The principles per se are not enough if the team does not have the trust of the board. On one side, having to report and refer to the steering committee for every decision will remove all the agility that a cross-functional team can offer. On the other, every organisation must ensure that all agile teams are aligned with the company vision.

That is why it is of utter importance that the business unequivocally identifies the Line of Autonomy, the point from which the Agile team is the owner and the upper management doesn’t interfere.

Line of Autonomy
The Line of Autonomy – ©2018 Mirko Grewing

Above the Line of Autonomy, the organisation provides leadership in regards to keeping all teams aligned to the vision and, to a degree, between each other. Below the line, each team has nearly full autonomy to make and execute a plan aiming at achieving the company objectives. Of course the plan, as such, provides direction for a fixed term and must be recalibrated at regular intervals.

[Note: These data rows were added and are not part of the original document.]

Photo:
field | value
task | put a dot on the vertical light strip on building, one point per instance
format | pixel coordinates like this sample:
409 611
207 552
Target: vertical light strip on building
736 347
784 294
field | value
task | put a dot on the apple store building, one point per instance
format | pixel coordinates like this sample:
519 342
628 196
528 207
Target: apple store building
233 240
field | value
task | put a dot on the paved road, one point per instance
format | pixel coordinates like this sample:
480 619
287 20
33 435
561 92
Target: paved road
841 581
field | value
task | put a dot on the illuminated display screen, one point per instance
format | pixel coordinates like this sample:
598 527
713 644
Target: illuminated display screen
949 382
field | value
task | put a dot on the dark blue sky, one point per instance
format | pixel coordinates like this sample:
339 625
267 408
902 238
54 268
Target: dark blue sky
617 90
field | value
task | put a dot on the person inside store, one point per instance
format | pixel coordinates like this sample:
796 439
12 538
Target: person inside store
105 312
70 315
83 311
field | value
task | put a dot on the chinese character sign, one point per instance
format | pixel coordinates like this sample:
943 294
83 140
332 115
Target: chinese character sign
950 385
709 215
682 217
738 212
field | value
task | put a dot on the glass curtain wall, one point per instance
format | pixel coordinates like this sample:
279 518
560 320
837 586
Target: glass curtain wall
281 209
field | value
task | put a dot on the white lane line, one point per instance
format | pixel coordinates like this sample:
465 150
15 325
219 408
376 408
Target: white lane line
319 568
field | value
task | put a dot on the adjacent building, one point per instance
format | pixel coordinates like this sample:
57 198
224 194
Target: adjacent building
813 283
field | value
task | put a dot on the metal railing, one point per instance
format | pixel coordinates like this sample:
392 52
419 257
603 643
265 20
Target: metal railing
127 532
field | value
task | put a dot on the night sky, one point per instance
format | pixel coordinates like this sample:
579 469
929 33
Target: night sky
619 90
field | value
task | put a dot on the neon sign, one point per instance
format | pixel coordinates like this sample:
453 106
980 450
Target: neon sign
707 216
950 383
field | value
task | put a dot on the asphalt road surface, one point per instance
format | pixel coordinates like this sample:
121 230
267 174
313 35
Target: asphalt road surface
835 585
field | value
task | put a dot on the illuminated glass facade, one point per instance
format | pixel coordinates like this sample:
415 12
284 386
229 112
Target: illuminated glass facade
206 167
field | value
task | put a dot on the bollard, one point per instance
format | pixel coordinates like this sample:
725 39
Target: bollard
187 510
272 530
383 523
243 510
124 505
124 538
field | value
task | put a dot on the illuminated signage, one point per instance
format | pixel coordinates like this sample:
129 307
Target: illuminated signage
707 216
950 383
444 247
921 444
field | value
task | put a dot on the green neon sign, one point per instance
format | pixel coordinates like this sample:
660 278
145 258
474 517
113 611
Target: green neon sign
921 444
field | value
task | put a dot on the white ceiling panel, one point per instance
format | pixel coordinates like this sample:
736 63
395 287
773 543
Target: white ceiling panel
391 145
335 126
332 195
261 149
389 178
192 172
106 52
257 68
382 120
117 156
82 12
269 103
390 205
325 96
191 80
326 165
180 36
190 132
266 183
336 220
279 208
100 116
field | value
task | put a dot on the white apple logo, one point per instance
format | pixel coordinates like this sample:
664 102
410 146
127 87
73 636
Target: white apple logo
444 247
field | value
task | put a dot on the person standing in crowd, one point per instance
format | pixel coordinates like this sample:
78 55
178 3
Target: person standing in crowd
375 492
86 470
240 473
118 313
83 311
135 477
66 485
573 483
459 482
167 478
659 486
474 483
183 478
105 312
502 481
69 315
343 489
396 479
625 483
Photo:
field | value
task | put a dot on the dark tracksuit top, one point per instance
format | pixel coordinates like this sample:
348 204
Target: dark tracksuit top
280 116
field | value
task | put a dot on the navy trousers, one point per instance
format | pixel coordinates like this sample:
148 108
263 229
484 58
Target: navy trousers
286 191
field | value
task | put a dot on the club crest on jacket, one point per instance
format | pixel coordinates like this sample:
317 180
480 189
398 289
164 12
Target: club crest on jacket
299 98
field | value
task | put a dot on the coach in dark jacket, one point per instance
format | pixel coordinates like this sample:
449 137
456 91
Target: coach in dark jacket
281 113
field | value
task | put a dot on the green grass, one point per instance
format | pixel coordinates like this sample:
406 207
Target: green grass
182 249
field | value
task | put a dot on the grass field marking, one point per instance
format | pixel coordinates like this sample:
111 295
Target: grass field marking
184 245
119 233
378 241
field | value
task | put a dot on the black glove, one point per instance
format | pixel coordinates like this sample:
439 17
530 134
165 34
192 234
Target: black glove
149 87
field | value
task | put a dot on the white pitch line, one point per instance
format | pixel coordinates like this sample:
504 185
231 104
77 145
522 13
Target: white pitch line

Teams have to understand how to maintain synergy and synchronisation between disciplines, how to define priorities, how to quickly react to changes and learn from mistakes without central management intervening, and while also ensuring alignment with the company vision.

Agile is multidisciplinary, fast-paced, adaptive by design, and when implemented correctly it almost always results in extended productivity, higher morale, and better quality than top-down management.

The best way to find out if you can trust somebody is to trust them

Ernest Hemingway

Trust is the engine of this whole process. However, trust is a 2-way road: management must trust the team leadership to make autonomous choices, and the team must earn that trust by consistently delivering results.